What does that mean in practice? Well for starters it means not getting butthurt if the conversations we initiate go wrong. I’ve certainly been guilty of that in the past, so I know that dealing with bruised feelings isn’t easy. If someone clams up when you try to focus on their pleasure, or shuts you down when you talk to them about it, there’s a temptation to back off and steer well clear of the whole subject, rather than risk getting shot down again. That was the case for me with one semi-casual ex, and all it led to was several months of us fucking, her not coming, and me feeling shit about it. What I only realised much later – when she told me – was that she’d felt shit as well, and had only reacted in the way she did because she felt too awkward and nervous to do something about it. She’d wanted me to dig a little deeper – to understand where she was coming from, and maybe put myself out there a bit, rather than shy away – and I failed to do that.

I’ve also learned that there are plenty of ways to centre female pleasure without focusing directly on orgasm. Kiss her! Fuck her hard! Or talk to her. Just asking “what can I do to make you feel good?” or “show me how you like to be touched” is low-key enough that it doesn’t put immediate pressure on your partner to come like a steam train – it’s exploratory rather than goal-orientated, and even allows them to shift the spotlight back onto you (“sucking your cock makes me feel good” etc) if they’re not comfortable with that sort of attention.

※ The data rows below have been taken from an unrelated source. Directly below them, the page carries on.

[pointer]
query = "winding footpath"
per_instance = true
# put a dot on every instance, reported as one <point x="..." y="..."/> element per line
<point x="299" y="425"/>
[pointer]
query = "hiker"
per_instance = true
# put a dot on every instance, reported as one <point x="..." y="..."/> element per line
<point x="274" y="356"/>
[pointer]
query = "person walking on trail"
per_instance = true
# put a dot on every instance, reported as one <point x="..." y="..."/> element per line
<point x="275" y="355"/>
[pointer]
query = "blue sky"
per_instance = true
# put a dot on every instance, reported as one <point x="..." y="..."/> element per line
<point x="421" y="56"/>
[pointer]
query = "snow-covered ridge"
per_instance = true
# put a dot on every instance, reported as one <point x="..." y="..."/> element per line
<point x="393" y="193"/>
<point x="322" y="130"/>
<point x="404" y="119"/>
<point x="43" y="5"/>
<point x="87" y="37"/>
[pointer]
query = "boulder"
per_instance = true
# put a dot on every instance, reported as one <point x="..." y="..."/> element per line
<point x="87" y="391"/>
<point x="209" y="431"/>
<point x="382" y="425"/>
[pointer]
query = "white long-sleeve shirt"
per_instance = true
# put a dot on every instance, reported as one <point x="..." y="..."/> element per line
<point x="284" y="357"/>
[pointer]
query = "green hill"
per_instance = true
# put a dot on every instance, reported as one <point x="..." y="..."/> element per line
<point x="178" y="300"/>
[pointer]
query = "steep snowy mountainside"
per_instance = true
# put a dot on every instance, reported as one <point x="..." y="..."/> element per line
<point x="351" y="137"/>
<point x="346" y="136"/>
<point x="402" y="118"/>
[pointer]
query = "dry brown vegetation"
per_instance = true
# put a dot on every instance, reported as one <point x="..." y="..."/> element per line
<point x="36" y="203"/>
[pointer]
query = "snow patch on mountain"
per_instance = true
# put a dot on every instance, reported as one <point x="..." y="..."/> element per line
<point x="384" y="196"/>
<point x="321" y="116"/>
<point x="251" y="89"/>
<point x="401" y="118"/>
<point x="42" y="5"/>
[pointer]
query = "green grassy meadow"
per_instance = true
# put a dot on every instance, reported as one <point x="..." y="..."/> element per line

Once you’re having those sorts of conversations, the main goal as a guy should be to anticipate and proactively deal with the issues your partner might be worrying about as they try to express what they want. You can do that by asking what toys she likes to play with, for example, so she knows you’re not the kind of dick whose ego can’t handle her whipping out a massive dildo and coming with that inside her, rather than your cock. Another option is to think about the things that make you insecure about sex, or the bits of your body you don’t like, then talk about them calmly and openly with your partner; not only is it a natural way of building intimacy, it’ll make it a helluva lot easier for her to do the same thing, and to relax enough into whatever you end up doing together.

Finally, make it damn clear how much you enjoy making her happy! Stimulating your partner is not a chore, it’s a fucking privilege, and the more enthusiastically you communicate that, the more likely she is to believe it. And the clock should never be ticking; I know from experience how many women worry that they’re taking too long to come, so as guys, it’s our job to make sure they know that it doesn’t matter whether it takes two minutes or two hours – the payoff is just as worth it for us as it is for them.

If for whatever reason – tiredness, tipsiness, or just a temporary mental block – it doesn’t happen, that’s fine too; we’re not investing the time because we expect a cookie (or reciprocity) at the end of it, we’re doing it because turning them on turns us on too. It’s hot, they’re hot, and we want them to be in absolutely no doubt on that front.

The gender orgasm gap is not a simple issue, nor one that men can ultimately solve. However, we ought to be doing more to ensure that the women we love and the women we fuck feel empowered to start closing it – both in their own sex lives and beyond.

*With very, very few exceptions, I only fuck women, so this post is necessarily heteronormative. I’m talking about the gender orgasm gap from the perspective of a cishet man, and everything I write should be read with that in mind.